Euro 2022 was proof that it can — that a century sexism and neglect can, someday, be undone — but not that it will. There are concerns among some in Europe that the 2023 World Cup could interrupt the sport's momentum. Australia and New Zealand, the hosts, will likely present hellish time differences to the West. L'Equipe, France's preeminent sports newspaper, reported this week that European broadcasters were not as interested in television rights as FIFA had hoped.

But there is also a sense that, long-term, Euro 2022 has been paradigm-shifting. Soccer's powerbrokers and stakeholders descended on London this week in numbers unprecedented around a continental women's event. UEFA will use its success to auction off Euro 2025 hosting rights — bids are due over the coming months. FIFA will, at some point over the next year, open up the bidding for the 2027 World Cup, which should smash viewership records, and should be the most profitable edition ever.
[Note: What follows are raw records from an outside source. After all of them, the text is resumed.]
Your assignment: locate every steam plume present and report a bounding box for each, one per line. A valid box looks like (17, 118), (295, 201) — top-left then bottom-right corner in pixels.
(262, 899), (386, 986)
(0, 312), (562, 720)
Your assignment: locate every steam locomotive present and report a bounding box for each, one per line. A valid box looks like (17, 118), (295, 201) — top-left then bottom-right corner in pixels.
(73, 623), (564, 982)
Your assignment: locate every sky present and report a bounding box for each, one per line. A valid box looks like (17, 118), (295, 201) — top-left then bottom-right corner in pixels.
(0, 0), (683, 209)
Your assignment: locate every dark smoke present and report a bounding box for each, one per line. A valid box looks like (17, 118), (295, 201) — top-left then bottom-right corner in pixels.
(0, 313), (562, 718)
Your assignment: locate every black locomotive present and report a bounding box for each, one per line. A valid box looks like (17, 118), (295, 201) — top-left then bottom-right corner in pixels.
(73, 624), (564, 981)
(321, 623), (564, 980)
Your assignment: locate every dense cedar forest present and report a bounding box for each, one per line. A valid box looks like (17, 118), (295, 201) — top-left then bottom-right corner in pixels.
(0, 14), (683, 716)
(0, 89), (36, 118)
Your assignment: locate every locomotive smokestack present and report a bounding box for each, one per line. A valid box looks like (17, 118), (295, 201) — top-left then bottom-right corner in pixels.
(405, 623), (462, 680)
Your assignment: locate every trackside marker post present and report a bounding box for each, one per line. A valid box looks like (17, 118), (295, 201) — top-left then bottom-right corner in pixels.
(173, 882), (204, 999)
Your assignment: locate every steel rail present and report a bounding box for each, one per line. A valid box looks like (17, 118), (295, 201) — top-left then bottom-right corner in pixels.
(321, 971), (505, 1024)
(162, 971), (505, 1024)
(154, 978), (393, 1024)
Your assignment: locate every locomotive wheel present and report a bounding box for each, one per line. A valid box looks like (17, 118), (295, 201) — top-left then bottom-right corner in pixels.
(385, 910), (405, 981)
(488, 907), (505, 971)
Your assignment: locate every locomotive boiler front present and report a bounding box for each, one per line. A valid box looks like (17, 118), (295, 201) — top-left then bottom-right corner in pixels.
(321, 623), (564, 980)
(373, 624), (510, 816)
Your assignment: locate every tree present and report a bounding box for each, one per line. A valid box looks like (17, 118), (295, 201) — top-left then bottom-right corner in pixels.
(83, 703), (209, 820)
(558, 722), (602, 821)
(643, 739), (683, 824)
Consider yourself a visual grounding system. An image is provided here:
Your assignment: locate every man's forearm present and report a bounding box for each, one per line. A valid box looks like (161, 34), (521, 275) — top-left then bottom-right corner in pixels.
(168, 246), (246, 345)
There are still barriers, of course — patriarchal attitudes and systemic inequities that might never be overcome. There is still, in some South American countries, the need to protest inequality. But there are seemingly no limits. As Megan Rapinoe told U.S. lawmakers last year: "With the lack of proper investment, we don't know the real potential of women's sports." All we know, she said, is "how successful women's sports have been in the face of discrimination."

What everybody in women's soccer hopes is that Williamson's words ring true.

"When we look back on this tournament as a whole, we’ll have really started something," she said Saturday. "I want [the final] to be the start, to be a maker for the future."